There is a post over in the “General Discussion” section that I would recommend reading - especially the comments (except for the ones by some guy who calls himself TJ?).

It talks about personality changes and other changes that we (the patients) have undergone. Merl spelled it out very clearly:

The problem wasn’t them, the problem was my acceptance of my reality.

My acceptance of reality. My counselor (my Randy) and I have spent a lot of time trying to get to the point of acceptance. It’s hard. And it’s not a “one and done” thing. Some days you might accept it better than others. Actually some days you will accept it better than other.

We have often used the analogy of a mountain hike (not full blown mountain climbing, but a pretty solid but tough work out.)

You’re hiking to the top of the mountain and things are moving along. And then the “sometimes” become now.
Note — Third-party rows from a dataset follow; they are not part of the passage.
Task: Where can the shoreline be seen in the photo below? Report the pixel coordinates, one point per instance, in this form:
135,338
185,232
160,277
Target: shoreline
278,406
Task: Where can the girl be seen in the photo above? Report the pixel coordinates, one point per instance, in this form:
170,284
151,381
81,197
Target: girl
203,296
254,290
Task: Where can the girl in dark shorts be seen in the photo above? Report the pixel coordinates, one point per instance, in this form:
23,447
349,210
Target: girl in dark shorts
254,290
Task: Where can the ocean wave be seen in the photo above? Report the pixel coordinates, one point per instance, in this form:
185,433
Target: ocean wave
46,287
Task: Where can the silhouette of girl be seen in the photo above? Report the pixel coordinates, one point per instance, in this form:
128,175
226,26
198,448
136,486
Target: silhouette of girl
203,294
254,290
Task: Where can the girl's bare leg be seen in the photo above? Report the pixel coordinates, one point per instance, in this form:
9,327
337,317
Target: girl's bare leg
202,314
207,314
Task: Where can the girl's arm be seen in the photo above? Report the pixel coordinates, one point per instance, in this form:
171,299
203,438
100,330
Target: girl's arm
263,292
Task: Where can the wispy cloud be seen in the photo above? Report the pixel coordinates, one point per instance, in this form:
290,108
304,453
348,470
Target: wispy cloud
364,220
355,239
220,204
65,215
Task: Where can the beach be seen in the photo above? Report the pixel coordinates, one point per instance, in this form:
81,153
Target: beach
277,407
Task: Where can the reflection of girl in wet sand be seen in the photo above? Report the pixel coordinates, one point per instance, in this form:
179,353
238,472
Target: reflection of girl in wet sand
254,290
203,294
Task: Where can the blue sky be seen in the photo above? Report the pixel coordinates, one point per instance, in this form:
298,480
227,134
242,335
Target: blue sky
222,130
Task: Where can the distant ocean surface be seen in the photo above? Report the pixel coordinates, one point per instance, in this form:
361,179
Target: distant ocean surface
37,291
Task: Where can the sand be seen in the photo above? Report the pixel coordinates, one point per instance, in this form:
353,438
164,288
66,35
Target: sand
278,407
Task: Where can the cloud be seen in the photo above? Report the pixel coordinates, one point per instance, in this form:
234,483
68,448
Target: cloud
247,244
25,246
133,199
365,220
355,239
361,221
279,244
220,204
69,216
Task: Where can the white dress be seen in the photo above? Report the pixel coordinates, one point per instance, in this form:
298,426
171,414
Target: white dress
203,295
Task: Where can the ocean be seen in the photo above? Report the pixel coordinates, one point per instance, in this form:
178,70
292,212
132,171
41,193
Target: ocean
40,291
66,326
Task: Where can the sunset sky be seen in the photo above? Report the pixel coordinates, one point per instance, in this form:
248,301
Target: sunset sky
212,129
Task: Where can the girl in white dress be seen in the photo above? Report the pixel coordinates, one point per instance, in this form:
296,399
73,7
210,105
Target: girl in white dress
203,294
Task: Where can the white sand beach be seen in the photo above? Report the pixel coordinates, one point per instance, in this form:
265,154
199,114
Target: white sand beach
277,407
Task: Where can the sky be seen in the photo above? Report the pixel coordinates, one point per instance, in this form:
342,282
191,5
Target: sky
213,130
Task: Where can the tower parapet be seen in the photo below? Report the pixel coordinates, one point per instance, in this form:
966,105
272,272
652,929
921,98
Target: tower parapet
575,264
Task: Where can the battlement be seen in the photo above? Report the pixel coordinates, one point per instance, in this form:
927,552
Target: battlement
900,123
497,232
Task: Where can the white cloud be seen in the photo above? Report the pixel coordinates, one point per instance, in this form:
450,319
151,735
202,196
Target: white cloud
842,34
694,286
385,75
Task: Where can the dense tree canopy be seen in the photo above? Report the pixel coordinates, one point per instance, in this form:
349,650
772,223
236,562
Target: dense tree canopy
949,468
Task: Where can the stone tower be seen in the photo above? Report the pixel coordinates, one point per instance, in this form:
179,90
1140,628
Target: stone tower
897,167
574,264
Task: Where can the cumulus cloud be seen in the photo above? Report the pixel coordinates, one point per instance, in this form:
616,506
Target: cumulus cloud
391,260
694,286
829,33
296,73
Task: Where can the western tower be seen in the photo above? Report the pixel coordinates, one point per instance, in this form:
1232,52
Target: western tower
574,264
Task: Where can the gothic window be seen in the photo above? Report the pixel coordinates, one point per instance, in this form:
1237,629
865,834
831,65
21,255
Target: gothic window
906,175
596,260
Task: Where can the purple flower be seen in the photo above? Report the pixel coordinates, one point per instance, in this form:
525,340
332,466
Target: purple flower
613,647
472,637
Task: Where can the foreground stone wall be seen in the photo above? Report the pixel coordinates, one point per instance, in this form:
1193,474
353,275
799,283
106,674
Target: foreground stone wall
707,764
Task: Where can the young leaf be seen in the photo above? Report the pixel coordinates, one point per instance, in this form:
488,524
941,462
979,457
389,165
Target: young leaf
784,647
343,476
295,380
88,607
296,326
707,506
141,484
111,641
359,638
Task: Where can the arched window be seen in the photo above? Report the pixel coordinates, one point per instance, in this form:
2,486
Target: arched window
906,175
And sometimes you walk on the path and sometimes you stumble and get your knee scraped up and your pride hurt. And sometimes you slide off the path and take a hard roll down a pretty steep hill and end up playing a pinball game with your head against the trees on the way down.

But you get up, brush off the dirt, clean off the scrapes and cuts and you start moving. It’s at a different pace than before, it’s a limp rather than an energetic jaunt.

But you keep moving forward.

Because that’s who we are. The very fact that you are signed up in this group means you aren’t a quitter. You’re either asking for help yourself, asking for help for a loved one, or you’ve made it to the top of the mountain and are saying, "Hey guys, come on up - the view is amazing!

I’m not the same. You probably aren’t either. But we keep going and rely on others to help when we are faced with obstacles we can’t face alone.

“The problem wasn’t them, the problem was my acceptance of my reality.” @ModSupport - thanks, Merl.